Por ello, ha valorado positivamente las iniciativas que, como la de este encuentro en Logroño, visibilizan a mujeres que trabajan en ciencia y tecnología. «Es tan importante poner de manifiesto el papel de mujeres para que las niñas vean que el terreno de la ciencia y la tecnología también es para ellas«, ha afirmado. «Si tú eres una niña pequeña y te interesa la física, las matemáticas, ser astronauta, la biología, y no ves ejemplos de mujeres en ese ámbito, es normal que te frenes o pienses que no es un terreno para ti«.

Referentes cercanos y vocación de resolver problemas
Sara García ha confesado que sus referentes no fueron grandes figuras mediáticas, sino personas cercanas, reales, con quienes compartía el día a día. «Me inspiraba en mujeres y hombres de mi entorno que eran valientes, que perseguían aquello que les motivaba, que se esforzaban, que tenían calidad como seres humanos«, ha relatado. Entre esos modelos ha mencionado a su madre, profesoras y compañeras de universidad.
Ha reconocido que, de haber conocido desde pequeña más nombres de grandes científicas o mujeres del ámbito STEM, tal vez habría tenido más claro su camino. Aun así, recuerda que ya desde niña sentía inclinación hacia las carreras científicas, aunque sin un objetivo concreto. «No tenía claro que quería ser investigadora o astronauta. Yo quería solucionar problemas, avanzar en el conocimiento, seguir planteándome preguntas».
De la investigación oncológica al espacio
Sara García, nacida en León en 1989, es licenciada en Biotecnología por la Universidad de León y doctora en Biología Molecular por la Universidad de Salamanca. Ha desarrollado gran parte de su carrera en el Centro Nacional de Investigaciones Oncológicas (CNIO), donde lidera proyectos centrados en el desarrollo de fármacos contra el cáncer.
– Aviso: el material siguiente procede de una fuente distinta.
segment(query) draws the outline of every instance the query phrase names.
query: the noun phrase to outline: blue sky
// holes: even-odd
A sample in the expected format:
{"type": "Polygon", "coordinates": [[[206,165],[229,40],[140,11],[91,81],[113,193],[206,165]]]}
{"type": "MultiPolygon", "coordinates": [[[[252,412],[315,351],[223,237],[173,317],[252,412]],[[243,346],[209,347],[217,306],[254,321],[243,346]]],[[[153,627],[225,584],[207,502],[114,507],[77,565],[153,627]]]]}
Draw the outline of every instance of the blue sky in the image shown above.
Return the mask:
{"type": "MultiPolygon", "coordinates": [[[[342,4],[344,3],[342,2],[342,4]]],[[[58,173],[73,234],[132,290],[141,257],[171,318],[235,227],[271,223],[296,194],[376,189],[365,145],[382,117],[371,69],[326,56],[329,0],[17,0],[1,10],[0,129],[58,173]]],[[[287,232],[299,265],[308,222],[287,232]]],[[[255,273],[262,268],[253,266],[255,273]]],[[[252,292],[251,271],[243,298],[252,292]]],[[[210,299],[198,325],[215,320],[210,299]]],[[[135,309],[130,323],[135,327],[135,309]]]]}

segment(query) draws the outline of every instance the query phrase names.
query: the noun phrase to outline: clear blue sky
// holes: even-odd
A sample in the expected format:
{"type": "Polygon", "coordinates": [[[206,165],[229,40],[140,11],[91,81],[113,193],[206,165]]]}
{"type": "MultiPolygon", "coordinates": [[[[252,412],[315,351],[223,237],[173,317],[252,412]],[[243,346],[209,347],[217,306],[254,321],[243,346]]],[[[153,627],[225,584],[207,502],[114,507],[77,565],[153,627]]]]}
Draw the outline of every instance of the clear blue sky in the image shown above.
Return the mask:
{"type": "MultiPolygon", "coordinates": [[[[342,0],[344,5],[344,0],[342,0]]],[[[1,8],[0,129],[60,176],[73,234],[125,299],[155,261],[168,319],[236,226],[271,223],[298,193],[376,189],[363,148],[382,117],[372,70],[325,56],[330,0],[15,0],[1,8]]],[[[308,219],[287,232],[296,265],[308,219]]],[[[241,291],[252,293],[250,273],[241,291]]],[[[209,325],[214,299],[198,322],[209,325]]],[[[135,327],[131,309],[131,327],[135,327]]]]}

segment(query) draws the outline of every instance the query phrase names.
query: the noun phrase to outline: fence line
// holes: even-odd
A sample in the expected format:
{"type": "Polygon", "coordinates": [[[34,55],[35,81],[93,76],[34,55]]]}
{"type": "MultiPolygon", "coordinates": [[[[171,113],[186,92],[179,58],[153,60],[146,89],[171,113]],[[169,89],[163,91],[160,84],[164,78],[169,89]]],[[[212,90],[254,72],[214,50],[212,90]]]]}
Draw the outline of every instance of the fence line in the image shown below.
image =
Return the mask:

Su perfil de excelencia científica la llevó a ser seleccionada en 2022 como reserva del cuerpo de astronautas de la Agencia Espacial Europea, convirtiéndose en la primera mujer española en lograrlo. Este reconocimiento la ha situado como referente nacional e internacional.
Entre sus numerosos galardones destacan el Premio Ada Byron Young 2023, la Medalla de Plata de la Comunidad de Madrid y el título de Hija Ilustre de León. Además, ha sido incluida en las listas de Forbes como una de las 100 mujeres más influyentes y una de las 35 líderes en tecnología de España.
Es también autora del libro ‘Órbitas. Apuntes de una vida en continua exploración’ (Editorial B, 2025), donde narra su trayectoria vital y profesional con vocación divulgadora.